You only have one therapist?  I had to get myself a full team, Mr. Walker, Mr. Daniels, and Mr. Beam.


----------



## Kanegrundar

Dungannon said:
			
		

> You only have one therapist?  I had to get myself a full team, Mr. Walker, Mr. Daniels, and Mr. Beam.



 I see the same guys, but I also see Dr. Cuervo twice a week as well.


----------



## Funeris

Dungannon said:
			
		

> You only have one therapist?  I had to get myself a full team, Mr. Walker, Mr. Daniels, and Mr. Beam.




I, personally, have resorted just to Mr. Daniels.  You see, I went in for a "group" session with Dr. Walker and Dr. Beam...but two of the other "group" members (a.k.a. Mr. Jagermeister and Mr. Goldschlager) wouldn't do anything but Scream about some Nazis....needless to say, it wasn't productive.  

Mr. Daniels, though, has no problems comforting my fragile sanity when it suffers withdrawal.



~Fune


----------



## A'vandira Silvermane

Mr. Daniels caused me a headache after every session, despite the fact I found him a likeable guy. His successor Mr. Jameson turned out to be a bit of a let-down and so I found comfort in the arms of Ms. Bushmill. She is smooth, tender and sweet and we get along fine. And if I am in need of a stronger approach the Legend of Bowmore is always ready to help out. Strange that we both have had the same experience with Mr. Jagermeister, Funeris. But it's nice to find out that it wasn't me, but him apparently.

Now, here's to Jonrog1 and the hope he'll update soon.

*walks out again, calling for Ms. Bushmill*


----------



## Funeris

No no, I don't think it was you so much as them.  And actually I've spoken to Mr. Jagermesiter all by himself and he seems like quite the good man.  I think there is just some sort of...rivalry between Mr. Jagermesiter and Mr. Goldschlager...and they always have to fight.

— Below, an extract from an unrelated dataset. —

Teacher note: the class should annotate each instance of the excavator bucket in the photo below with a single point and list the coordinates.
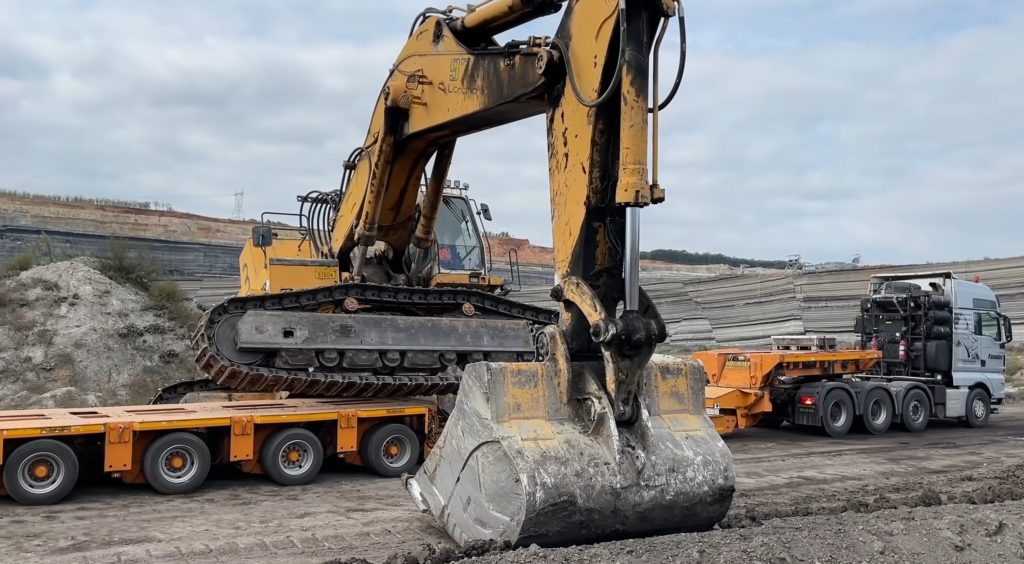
(531, 454)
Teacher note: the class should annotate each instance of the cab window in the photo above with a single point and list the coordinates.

Mr. Daniels was just the first that was kind enough to see me all by my lonesome...and often enough to keep me happy.  

~Fune


----------



## AGFlynn

But, O! Dark Mistress Percocet, how I do adore thee. Though maks't thy pale peaty imitators blanch in envious despite.
How I revel in thy felty embrace and maintaineth a groovy low-impact buzz.


----------



## jonrog1

See, the percocet I got for my surgery just made me REALLY nauseous.  Luckily my lovely wife cooked up a percocet/dramamine one-two that made three whole days just ... go away.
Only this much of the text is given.